I stood in the self-checkout line at Target. There was an adorable, squishy baby sitting in the cart in front of me, an 18-month old it turns out. She was babbling and smiling and looking sparkly in that particular way that bald-headed babies have. She kept staring at me and I kept smiling at her. As her mom absent-mindedly handed her a veggie straw, I looked past this sweet baby, right at my own sweet baby.
2009 (18 months) and now (14 years) |
But damn I miss the days when I could plop her in the front of a cart and pick out her cute little swim suits and hold her close.
Parenting teenagers is hard. Harder than I expected. I'm a high school teacher; I get teenagers. But when they're your own, it's just different. I called my mom today to talk to her about a couple things I'm worried about and before I knew it, I was crying. I haven't cried to my mom about parenting since they were busy toddlers.
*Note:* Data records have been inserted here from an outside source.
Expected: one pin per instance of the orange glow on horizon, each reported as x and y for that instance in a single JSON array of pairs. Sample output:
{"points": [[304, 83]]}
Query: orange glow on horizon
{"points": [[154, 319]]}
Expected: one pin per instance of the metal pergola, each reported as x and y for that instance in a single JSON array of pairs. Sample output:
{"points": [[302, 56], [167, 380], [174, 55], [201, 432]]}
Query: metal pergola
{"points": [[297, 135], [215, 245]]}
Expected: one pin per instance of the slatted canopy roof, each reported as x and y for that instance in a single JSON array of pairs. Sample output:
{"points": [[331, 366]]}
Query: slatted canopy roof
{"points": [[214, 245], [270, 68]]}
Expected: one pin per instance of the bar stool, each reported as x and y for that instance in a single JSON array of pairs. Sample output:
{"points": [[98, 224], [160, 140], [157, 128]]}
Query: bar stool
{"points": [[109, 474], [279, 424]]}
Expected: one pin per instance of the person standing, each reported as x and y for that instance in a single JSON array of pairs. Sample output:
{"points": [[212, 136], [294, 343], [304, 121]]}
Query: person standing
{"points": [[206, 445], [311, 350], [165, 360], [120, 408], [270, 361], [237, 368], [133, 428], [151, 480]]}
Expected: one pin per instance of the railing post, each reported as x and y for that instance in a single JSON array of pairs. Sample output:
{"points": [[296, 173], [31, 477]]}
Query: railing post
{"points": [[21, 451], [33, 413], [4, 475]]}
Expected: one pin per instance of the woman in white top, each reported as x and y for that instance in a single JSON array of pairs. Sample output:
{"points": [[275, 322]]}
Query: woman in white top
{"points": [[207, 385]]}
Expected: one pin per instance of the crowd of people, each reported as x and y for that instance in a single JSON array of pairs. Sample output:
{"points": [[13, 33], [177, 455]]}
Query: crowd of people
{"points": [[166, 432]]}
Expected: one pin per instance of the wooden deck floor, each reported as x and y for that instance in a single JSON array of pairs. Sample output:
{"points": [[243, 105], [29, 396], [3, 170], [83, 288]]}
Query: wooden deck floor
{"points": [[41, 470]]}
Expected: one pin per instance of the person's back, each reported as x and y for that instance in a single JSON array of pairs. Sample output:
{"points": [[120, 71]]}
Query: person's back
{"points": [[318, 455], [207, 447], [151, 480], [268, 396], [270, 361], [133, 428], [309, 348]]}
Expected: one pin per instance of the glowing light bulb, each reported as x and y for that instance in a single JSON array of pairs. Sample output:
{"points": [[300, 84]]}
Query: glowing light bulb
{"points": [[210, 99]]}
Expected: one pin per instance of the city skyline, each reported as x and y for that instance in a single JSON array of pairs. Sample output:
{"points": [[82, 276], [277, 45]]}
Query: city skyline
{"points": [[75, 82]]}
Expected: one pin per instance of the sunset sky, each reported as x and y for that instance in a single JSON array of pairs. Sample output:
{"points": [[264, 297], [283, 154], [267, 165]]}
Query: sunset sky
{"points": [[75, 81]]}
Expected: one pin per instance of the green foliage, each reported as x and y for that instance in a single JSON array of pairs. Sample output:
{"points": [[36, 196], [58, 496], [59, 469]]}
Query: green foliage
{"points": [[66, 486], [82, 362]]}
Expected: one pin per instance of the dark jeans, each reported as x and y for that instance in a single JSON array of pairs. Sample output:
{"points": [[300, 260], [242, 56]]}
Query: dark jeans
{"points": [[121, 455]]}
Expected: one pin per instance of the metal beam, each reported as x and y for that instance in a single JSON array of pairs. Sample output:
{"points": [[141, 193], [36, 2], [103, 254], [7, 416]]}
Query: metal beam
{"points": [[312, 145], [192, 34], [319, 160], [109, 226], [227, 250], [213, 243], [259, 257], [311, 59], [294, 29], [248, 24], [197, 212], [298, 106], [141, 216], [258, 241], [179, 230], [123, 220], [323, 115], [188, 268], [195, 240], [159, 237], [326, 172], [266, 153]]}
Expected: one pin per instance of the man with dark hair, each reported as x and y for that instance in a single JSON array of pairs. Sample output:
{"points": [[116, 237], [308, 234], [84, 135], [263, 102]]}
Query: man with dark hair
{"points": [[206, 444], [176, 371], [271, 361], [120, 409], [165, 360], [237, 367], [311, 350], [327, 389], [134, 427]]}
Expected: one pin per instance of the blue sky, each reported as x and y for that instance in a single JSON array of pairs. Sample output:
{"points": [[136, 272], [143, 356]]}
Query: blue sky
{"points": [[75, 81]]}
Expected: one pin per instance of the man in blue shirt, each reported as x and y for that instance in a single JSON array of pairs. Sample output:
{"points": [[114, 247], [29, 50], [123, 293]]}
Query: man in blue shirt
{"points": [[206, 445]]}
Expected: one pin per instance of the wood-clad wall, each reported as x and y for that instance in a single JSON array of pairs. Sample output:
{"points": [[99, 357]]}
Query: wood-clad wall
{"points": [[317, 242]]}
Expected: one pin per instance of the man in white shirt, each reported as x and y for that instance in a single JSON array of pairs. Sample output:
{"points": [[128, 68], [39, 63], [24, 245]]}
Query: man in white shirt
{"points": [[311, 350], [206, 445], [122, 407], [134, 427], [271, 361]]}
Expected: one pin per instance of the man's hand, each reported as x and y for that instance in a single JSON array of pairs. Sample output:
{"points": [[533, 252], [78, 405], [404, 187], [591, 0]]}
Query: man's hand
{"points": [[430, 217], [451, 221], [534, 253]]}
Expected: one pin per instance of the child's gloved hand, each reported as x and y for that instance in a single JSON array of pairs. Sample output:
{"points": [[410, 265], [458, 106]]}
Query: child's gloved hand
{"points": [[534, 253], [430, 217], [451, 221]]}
Somehow, everything feels so Important right now. I've got four years left to impart the lessons and the values and the confidence and the relationships and the study habits and the self-reliance and the...
You see what I mean? I know that realistically Greg and I have been working on these things all along. Of course we have. But somehow it felt easier when they were underfoot all the time (if you are a parent of toddlers, I know that sentence makes you want to punch me in the face. I get it). Now, they spend hours (days) in their bedrooms. I have to bribe them to go get ice cream with me. They do their own laundry, make their own meals, and have whole lives apart from us. As they should.
I'm left cherishing the moments. Reminding myself to listen on the rare occasions they feel like blabbing (even if it's in the middle of the show I'm watching). I want to press pause because in six months they'll have their temps, and then their license and I know it's just going to be on warp speed from there.
Luckily, I still have Justin. And the dog.